Archives at NCBS : Events - Paradox of the Media: Plentiful yet Unviable, Plentiful yet Unfree
Archives at the National Centre for Biological Sciences
Public Lecture Series
52nd edition
Monthly talks framed around explorations in and around archives. Discussions by artists, archivists, academics, lawyers, teachers, journalists and others.
Paradox of the Media
Plentiful yet Unviable, Plentiful yet Unfree
Sevanti Ninan
Friday, Jan 20 2023. 5:00pm.
Lecture Hall – 1 (Haapus), NCBS
Details: https://bit.ly/apls-media
You can now access the full lecture text here.
Abstract:
India currently has more privately-owned media than most countries in the world. Yet it has a crisis of both press freedom and viability. In this talk, I explore the reasons for this, tracing how and why the media industry expanded and grew in the decade of the 1990s.
In the 1990s, growth in literacy, consumerism and advertising, and the advent of satellite television, all led to an expansion of print and television riding on post-liberalisation advertising. This dependence on advertising led to subscription revenues not being developed for either print or television. Today, however, there is not enough advertising to go round in the media glut. And consumers have grown used to not paying for the media they consume.
India’s press is only partly free because of the nature of media ownership. Corporate owners also own other businesses that are regulated by the government of the day. How effectively can you hold power to account when your company’s owner is vulnerable to government pressure?
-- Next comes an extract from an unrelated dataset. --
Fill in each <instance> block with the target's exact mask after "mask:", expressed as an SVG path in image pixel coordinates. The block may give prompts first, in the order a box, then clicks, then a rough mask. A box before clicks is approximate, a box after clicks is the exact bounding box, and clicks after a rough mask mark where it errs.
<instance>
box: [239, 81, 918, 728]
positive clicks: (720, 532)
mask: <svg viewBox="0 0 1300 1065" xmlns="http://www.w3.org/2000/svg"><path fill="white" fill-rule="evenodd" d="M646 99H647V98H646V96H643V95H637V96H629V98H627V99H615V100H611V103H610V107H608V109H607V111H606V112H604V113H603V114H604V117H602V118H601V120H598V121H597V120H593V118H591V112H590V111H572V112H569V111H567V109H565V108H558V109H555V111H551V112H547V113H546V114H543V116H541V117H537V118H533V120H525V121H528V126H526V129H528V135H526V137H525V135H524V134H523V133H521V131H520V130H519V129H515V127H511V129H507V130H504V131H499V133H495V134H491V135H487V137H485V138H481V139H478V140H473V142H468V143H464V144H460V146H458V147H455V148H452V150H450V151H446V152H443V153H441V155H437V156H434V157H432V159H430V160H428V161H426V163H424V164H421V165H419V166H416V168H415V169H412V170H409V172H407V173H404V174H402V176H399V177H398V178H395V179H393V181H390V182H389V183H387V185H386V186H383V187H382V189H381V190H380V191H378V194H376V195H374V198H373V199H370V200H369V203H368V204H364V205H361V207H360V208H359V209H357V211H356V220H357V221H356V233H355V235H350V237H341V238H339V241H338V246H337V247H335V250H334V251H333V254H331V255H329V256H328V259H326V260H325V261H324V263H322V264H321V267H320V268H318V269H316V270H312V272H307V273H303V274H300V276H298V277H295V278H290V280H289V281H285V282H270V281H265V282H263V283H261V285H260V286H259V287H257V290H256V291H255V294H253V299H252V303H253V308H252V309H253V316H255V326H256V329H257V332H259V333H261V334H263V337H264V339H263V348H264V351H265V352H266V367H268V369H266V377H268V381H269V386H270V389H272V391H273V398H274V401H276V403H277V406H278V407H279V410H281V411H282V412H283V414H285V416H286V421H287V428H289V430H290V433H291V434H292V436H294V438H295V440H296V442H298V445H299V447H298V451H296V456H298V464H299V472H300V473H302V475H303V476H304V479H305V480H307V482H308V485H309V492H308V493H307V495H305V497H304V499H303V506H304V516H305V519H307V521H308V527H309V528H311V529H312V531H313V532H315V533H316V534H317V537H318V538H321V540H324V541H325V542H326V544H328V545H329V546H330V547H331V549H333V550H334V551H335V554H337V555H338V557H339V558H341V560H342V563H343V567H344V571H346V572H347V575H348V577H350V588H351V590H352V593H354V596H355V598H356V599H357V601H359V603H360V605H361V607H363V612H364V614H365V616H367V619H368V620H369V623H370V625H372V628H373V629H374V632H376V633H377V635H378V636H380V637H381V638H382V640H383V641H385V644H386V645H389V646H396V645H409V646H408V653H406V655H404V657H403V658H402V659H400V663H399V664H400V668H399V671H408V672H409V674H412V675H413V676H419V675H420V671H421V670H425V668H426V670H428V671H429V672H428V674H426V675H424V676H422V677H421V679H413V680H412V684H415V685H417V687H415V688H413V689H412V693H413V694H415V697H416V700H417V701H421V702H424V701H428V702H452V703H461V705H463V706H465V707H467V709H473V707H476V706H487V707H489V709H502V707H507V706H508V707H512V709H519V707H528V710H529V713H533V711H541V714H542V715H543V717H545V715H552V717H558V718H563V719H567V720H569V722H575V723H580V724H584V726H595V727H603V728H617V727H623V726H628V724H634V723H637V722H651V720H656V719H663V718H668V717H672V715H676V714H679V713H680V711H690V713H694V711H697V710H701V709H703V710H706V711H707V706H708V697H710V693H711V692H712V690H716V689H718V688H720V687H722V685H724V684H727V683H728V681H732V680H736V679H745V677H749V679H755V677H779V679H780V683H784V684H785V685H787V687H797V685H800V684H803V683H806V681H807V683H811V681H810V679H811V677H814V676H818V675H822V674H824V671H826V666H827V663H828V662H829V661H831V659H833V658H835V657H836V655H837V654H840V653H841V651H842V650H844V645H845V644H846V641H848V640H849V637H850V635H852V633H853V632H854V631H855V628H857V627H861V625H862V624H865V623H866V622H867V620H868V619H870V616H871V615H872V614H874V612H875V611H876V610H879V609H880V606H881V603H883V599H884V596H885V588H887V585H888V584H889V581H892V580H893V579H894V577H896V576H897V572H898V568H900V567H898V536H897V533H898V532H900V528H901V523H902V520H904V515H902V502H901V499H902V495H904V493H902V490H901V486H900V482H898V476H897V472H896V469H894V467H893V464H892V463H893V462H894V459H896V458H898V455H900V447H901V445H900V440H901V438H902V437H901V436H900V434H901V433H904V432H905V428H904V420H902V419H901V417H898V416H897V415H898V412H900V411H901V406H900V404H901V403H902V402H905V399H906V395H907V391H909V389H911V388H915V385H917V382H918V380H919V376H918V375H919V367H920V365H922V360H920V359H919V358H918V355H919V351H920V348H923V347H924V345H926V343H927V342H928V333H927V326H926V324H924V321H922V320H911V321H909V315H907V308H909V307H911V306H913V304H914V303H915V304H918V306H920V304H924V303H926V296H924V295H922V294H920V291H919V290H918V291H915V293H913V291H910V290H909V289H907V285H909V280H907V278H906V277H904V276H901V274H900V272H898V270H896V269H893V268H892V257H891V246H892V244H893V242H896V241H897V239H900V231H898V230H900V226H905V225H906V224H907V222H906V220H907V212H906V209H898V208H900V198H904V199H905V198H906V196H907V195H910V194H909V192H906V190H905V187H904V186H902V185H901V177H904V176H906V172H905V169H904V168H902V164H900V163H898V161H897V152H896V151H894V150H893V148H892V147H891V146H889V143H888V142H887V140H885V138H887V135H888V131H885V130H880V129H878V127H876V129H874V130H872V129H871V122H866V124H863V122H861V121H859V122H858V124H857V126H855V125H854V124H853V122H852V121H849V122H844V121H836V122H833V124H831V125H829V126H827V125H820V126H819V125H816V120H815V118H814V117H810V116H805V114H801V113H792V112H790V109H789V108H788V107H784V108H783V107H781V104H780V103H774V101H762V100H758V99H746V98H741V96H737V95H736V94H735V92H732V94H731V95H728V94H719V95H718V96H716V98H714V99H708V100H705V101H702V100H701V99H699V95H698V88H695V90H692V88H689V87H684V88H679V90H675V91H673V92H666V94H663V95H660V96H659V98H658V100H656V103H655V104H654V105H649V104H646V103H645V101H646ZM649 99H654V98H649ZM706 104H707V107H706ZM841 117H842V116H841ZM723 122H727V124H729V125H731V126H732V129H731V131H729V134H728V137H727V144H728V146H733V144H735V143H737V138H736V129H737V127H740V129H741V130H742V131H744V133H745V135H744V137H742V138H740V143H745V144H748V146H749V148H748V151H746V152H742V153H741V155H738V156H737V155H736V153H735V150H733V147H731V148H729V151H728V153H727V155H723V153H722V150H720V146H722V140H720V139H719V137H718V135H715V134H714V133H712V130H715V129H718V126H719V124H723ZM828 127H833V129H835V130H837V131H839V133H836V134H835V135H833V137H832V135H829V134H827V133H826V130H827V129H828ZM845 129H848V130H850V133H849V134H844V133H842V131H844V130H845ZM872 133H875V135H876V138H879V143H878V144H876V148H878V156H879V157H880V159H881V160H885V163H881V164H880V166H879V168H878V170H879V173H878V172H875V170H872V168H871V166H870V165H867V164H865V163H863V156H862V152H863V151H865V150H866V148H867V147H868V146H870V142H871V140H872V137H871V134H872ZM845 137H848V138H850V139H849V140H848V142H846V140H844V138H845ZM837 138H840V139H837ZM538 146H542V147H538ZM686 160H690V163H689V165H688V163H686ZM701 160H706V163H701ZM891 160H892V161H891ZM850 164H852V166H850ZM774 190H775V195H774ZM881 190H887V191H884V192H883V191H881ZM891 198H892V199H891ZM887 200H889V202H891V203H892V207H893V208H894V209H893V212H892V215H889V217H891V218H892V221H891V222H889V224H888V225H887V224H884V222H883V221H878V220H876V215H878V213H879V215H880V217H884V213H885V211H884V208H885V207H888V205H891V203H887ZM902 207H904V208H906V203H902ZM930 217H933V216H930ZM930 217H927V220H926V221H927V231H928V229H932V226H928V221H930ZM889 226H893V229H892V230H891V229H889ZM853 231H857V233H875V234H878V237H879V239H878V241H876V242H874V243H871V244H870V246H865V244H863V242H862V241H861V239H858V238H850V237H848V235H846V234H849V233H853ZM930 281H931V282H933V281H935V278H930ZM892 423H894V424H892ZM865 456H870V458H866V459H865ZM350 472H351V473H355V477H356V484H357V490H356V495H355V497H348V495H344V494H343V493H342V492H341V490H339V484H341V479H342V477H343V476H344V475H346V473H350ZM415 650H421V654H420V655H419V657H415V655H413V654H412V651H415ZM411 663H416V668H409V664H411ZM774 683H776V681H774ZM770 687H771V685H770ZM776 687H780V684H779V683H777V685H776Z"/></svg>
Increased political ownership of media has eroded unbiased and independent journalism. And social media has given politicians direct access to voters. They rely less on the media as an intermediary, leading to greater intolerance of any criticism of them in the media.
This is the paradox of the media in India today: plentiful yet unviable, plentiful yet unfree.
Bio:
Sevanti Ninan has been a reporter at the Hindustan Times and The Indian Express, and a media commentator for the Indian Express, The Hindu and Mint. She now writes for Telegraph India. She was the founder-editor of The Hoot, the media watchdog platform, and later created The Hoot Archive, which is hosted at Ashoka University. She is the author of Through the Magic Window, Television and Change in India (Penguin India 1995), and Headlines from the Heartland, Reinventing the Hindi Public Sphere (SAGE India 2007). She has also edited The Hoot Reader (OUP 2013) with Subarno Chattarji.